Garage Doorlopnik & Fog Light Success

Yesterday after work, I returned home to find myself unable to open the garage door from the car. Like some sort of crazy person I had to key in through the front door and go through the house, open the door, and pull in. Unfortunately, a new battery in the remote this morning didn’t fix it.

They don’t make ‘em like that anymore (also it’s screw drive which is excellent)

The “near door” of the garage has an opener that is probably original to the house (1978). Connected to that is a mid-90's Genie box, which receives the radio signals and has a relay contact to act like another button and trigger the opener. (The “far door” has an old-but-new-enough-to-have-built-in-remotes Genie opener, probably early/mid 90's).

Advertisement

After banging on it a couple times and trying multiple batteries, I deemed the remote not-working. This was confirmed when I tried to re-pair it to the remote-adapter-box-thing and it did not receive any sort of signal, even with the remote a few inches away. Fortunately a friend of mine has a much newer opener which uses an identical remote. I convinced him to bring it over and was able to program it to my opener, confirming the problem to be that my remote just up and decided to stop working.

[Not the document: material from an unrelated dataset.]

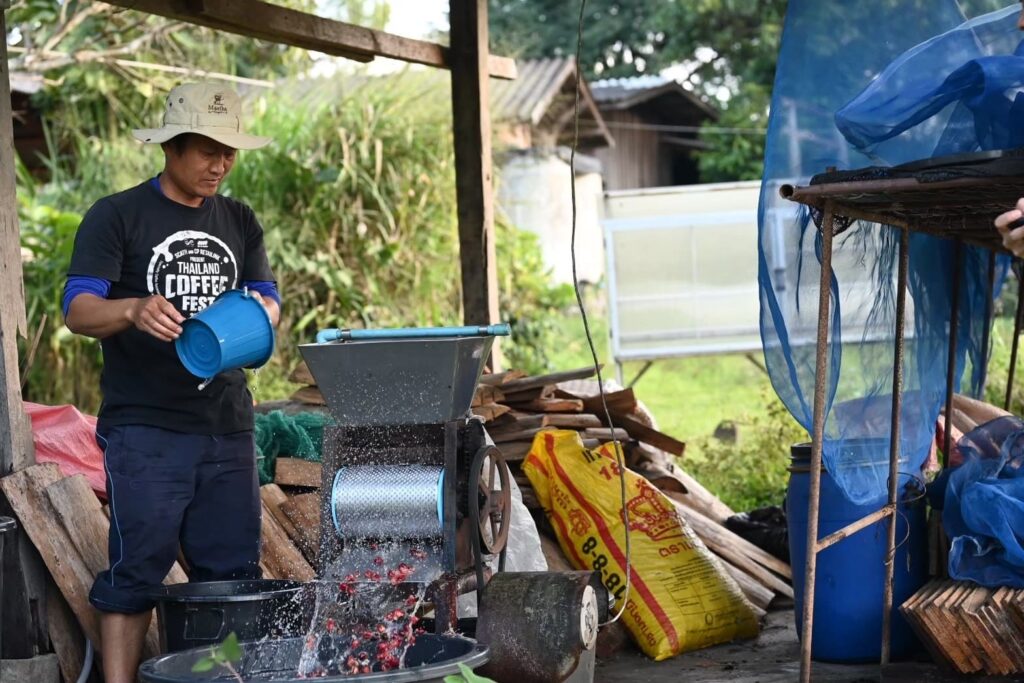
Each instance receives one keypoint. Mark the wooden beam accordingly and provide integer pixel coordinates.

Fortunately / miraculously, you can still buy remotes from Genie that work with the very-early cycling-code openers (as is the box on this one), and they can pair with multiple openers. Needless to say, I can now open both garage doors from one remote and bought a second of the same remote. I don’t have to play musical door openers when going between cars anymore!

The mud makes this look like it’s in a lot worse condition that it really is...

From here I turned my attention to what I intended to do today, which is address the non-working fog light in the 4Runner. The cover for the bulb is secured with three M3 screws, Phillips head (or JIS) and in the case of this one, stripped at some point. Instead of buying complete new housings, I opted to drill the heads of the screws off, remove the cover (pictured), and use pliers to remove the shank of the screws. I was then able to use new socket head cap screws (with anti-seize) to secure everything back together with a fresh bulb.

Advertisement

Both fog lights now work. A productive day was had.